EMR Notebooks Magics
EMR Notebooks Magics is a Python library providing Jupyter magics specifically for Amazon EMR Notebooks. These magics enhance the interactive experience by allowing direct interaction with EMR cluster resources, such as mounting S3 workspaces and executing other notebooks. The library is currently at version 0.2.4 and is actively maintained by AWS Labs, with updates tied to EMR Notebooks and EMR Studio feature development.
Warnings
- gotcha After installing `emr-notebooks-magics` (e.g., via `pip install`), you must restart the Jupyter kernel before the magics become available. Installing via bootstrap actions is not supported.

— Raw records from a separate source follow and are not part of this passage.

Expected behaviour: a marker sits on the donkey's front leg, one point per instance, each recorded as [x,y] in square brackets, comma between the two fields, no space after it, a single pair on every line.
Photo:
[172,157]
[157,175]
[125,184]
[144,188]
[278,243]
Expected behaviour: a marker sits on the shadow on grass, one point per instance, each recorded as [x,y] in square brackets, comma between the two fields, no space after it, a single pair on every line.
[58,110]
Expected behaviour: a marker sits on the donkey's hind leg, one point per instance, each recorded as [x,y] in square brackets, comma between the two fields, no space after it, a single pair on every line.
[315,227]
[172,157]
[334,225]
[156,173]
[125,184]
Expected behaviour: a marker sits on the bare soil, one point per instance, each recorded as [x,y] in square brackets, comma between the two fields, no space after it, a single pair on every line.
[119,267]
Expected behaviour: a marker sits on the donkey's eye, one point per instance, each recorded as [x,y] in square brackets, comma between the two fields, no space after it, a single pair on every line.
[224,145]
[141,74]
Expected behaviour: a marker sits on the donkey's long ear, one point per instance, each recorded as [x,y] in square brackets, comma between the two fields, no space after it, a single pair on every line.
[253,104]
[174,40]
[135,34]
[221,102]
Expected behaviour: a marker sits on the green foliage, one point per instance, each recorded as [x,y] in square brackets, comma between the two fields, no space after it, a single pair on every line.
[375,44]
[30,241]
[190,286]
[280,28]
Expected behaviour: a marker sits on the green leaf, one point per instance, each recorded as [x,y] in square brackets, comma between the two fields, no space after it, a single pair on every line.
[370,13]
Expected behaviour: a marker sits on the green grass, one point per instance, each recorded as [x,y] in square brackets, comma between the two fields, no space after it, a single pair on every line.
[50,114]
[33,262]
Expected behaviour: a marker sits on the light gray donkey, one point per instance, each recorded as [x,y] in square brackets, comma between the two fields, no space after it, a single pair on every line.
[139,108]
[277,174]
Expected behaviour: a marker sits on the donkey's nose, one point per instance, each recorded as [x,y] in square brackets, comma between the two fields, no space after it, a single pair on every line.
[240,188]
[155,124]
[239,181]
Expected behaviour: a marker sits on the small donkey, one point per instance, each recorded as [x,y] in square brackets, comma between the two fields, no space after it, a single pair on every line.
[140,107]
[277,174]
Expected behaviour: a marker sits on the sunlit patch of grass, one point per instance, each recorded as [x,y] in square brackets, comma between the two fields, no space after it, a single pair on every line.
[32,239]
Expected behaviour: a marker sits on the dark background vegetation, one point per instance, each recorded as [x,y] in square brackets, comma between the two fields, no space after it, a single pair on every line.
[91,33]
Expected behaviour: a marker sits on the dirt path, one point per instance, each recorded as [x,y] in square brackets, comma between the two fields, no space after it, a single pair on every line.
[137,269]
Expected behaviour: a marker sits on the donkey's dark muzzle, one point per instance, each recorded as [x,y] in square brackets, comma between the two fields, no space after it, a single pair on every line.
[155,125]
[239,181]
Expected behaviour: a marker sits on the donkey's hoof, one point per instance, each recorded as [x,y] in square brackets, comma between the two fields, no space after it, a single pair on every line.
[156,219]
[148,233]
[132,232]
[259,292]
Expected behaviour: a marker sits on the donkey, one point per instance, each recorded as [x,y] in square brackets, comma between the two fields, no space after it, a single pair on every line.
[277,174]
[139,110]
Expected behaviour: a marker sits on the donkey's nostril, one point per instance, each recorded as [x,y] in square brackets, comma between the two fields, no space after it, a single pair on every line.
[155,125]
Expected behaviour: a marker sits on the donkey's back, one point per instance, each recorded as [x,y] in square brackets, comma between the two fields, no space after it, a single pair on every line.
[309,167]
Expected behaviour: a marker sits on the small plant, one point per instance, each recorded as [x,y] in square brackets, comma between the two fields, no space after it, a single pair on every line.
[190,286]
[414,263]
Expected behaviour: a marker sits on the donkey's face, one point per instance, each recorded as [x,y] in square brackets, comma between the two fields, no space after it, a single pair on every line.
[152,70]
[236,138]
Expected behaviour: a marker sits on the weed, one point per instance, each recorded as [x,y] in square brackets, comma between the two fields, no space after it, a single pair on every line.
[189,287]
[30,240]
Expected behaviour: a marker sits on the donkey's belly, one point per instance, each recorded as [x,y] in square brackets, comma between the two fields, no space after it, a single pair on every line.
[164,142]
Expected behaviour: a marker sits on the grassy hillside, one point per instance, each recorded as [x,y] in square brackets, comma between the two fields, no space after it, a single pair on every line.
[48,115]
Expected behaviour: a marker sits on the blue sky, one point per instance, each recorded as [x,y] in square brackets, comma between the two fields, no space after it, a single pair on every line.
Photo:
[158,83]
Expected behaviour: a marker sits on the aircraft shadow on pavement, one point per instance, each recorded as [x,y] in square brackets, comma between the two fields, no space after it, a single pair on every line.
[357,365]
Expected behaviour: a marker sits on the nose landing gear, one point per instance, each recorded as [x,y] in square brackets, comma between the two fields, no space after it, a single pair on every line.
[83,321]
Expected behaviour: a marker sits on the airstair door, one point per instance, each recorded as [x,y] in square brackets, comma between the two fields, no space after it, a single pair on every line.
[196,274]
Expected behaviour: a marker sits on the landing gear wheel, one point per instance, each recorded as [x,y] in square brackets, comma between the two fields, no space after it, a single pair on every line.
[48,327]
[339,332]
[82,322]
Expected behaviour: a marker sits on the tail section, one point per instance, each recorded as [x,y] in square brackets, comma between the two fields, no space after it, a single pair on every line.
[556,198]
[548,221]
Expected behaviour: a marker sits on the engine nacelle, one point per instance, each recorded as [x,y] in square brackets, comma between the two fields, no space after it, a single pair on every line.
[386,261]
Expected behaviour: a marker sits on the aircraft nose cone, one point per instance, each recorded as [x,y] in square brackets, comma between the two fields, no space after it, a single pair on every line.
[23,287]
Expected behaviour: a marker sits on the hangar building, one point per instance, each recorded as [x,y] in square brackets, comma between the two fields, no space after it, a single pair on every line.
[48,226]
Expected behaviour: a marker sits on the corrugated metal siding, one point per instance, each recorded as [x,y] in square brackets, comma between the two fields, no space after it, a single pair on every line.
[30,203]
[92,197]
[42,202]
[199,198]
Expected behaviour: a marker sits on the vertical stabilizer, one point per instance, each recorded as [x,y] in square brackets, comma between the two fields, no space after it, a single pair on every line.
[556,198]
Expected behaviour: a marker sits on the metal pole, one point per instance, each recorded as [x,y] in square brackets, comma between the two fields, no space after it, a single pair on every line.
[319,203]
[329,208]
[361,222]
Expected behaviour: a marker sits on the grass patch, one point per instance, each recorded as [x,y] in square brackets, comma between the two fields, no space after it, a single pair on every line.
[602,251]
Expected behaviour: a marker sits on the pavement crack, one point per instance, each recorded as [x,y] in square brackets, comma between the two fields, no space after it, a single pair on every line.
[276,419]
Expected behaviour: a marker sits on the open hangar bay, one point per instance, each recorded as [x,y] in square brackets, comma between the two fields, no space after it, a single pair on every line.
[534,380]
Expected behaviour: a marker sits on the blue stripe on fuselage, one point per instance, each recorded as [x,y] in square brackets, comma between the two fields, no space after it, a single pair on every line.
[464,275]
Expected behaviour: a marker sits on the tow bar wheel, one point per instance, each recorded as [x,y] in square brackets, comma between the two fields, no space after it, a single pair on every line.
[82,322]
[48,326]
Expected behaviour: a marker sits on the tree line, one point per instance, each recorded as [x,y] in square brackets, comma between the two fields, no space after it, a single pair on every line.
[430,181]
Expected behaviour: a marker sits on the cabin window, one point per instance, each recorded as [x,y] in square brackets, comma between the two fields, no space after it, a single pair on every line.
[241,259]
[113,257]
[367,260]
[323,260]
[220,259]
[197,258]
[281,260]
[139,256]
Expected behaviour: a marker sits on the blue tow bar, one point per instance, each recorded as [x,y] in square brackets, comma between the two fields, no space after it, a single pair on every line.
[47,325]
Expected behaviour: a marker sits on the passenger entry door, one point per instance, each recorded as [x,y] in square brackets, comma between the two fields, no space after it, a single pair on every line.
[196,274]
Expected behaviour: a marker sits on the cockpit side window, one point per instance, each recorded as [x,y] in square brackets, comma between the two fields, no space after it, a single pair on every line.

- breaking The `%mount_workspace_dir` magic primarily functions with Python 3 kernels. Spark executors do not have access to the mounted directory when used with a Python 3 kernel.
- gotcha Enabling write access with `%mount_workspace_dir` is irreversible and applies changes directly to your S3 Workspace. By default, mounts are read-only.
- gotcha Using magics like `%execute_notebook` requires specific IAM permissions for the EMR-EC2 instance role. Lack of proper S3 read access for the EC2 instance profile will lead to failures.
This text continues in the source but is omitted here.